恒之瀾懶得搭理他,徑自從行李箱中拿出筆記本,把相機裏的照片倒進去,然後一張張的看。
“瀾瀾,我真的覺得咱倆小時候就見過,你給我一種特別熟悉的感覺。”唐煜沒有得到回答略有些不太滿意,他幾步走到恒之瀾身後,突然誒嘿嘿的笑道:“還說沒有偷拍我,嗯?這是什麽?”
照片裏的唐煜手扶紅色廊柱,仰望天空。
恒之瀾做出一個要刪除照片的舉動,被唐煜連忙攔住了,“哎哎,你這人氣性怎麽這麽大?”
恒之瀾倒完照片空出內存,把需要的器材準備了個小包背著,仍舊一言不發,似乎把唐煜當成了空氣。
唐晉彥帶著一群小夥伴們在房子周圍的山地踩了一圈,這裏留有不少古建築,但是有的損壞太過,隻有一些殘垣斷壁,上麵長滿了灌木藤蔓。
“這裏算不得旅遊區,隻有完整的古建築會被重視一下,那些破敗的基本上也沒有人管了,估計裏麵的好木頭早就被人都偷沒了。”唐晉彥指著幾處破舊老牆道:“而且估計之前這裏隻能算個村子,房子都十分簡陋,我那套房子估摸著是個土財主的,一直住著人才沒有被損壞的太過。”

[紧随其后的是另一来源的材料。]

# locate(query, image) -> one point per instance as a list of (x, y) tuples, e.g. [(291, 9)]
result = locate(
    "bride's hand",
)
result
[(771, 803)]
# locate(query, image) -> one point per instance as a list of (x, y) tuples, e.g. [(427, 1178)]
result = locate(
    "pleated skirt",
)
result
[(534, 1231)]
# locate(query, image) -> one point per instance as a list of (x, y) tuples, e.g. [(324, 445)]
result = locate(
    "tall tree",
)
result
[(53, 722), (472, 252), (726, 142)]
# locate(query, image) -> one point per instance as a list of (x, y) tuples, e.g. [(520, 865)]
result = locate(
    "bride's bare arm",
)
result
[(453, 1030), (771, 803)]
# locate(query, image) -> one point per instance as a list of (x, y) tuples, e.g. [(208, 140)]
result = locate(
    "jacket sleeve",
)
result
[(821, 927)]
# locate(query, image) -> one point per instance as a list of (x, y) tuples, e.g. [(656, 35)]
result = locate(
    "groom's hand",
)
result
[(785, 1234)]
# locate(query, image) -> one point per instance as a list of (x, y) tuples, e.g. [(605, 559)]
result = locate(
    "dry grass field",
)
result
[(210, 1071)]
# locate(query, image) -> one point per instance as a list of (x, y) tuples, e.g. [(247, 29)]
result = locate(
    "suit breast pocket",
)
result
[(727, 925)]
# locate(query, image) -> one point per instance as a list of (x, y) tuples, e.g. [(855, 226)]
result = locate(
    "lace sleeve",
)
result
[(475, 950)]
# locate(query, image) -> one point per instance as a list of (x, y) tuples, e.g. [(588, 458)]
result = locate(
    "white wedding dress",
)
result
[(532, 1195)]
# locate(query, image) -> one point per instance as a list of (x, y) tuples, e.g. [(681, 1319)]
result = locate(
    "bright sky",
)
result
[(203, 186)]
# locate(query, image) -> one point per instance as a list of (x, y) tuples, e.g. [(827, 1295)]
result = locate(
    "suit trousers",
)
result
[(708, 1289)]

恒之瀾看著那些點綴在紅磚小樓旁邊的斷壁殘垣,飛快的按動快門。
唐煜一出門話就變得有些少,而且露出一些茫然的表情。他跟在恒之瀾身後,看著眼前這些景色,腦海中閃現出各種記憶碎片。他小的時候雖然來過這裏,可是腦海中的記憶分明不是小時候的,而且他好像對這裏十分的熟悉,熟悉的好像自己的家。

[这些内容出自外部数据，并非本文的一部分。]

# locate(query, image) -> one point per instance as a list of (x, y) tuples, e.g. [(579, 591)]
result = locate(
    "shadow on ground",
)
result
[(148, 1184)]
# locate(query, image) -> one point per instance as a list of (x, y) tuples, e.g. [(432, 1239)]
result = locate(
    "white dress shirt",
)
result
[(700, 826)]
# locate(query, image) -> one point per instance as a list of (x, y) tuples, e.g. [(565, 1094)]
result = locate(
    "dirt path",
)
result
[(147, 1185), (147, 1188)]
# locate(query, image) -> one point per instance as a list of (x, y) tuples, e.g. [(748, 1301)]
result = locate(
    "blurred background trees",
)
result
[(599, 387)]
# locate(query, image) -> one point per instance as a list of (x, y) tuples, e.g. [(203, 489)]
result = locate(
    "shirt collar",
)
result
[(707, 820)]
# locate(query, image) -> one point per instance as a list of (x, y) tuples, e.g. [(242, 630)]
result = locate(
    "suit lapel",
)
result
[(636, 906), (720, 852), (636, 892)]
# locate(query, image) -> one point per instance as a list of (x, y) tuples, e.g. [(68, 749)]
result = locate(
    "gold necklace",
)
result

當天晚上還沒吃完晚飯,就有人送來了幾張記者證,看上去還很高大上的樣子。
唐晉彥拿著那幾張證件給他們發了下去,道:“我跟陵墓那邊負責人通過氣兒了,我們明天以記者的名義下去,隻要不搗亂就不會有問題。尤其是小煜,這裏我最擔心的就是你。”
唐煜擺弄著那張記者證,不滿的嘟囔,“什麽啊,我怎麽啦……對了,你說我們?你也要去?”
“是,我總不能撒手不管,萬一出事我還不得被老頭子他們撕了?”唐晉彥捏著記者證笑了笑,“早點睡,明天四五點就要出發,走過去估計得倆小時,都是山路。”
唐煜哀嚎:“兩個小時的山路??”
唐晉彥笑道:“去取兩個小時而已,我每次進山,都是一走走大半天,然後山裏住半個月才下來。小煜你這不行啊,身體不好?”

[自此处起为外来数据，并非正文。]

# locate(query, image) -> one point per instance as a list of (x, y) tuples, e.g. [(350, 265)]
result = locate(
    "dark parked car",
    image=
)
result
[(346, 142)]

“你身體才不好!”唐煜氣哼哼的把記者證掛在脖子上,“我走了,明天早晨喊我!”
第二天一大早四點,唐晉彥就挨個敲門了。
恒之瀾早早的起床準備好所有需要用的東西,整裝待發。白若飛雖然不停的打嗬欠,但是看上去精神還好。隻有唐煜,黑眼圈快掉到腮幫子上了,一瞅就是一宿沒怎麽睡。
唐晉彥塞給他一罐咖啡,“山上是不允許抽煙的,所以如果你堅持不住,最好提前說,避免出問題。”
唐煜灌掉咖啡,看了唐晉彥一眼,“老人家都能上山了,我自然沒有問題。”
唐晉彥不去跟他計較老人家這三個字,草草的吃了頓早飯,他從車庫開出來一輛越野,將一堆東西塞進後備箱,“開車去那邊山腳,剩下的就隻能我們自己走十一路了。”
距離陵墓最近的那處山腳下停了不少的車,有些村民被雇傭了專門看車,搭了個涼棚順便賣冰棍茶水,也能小賺一筆。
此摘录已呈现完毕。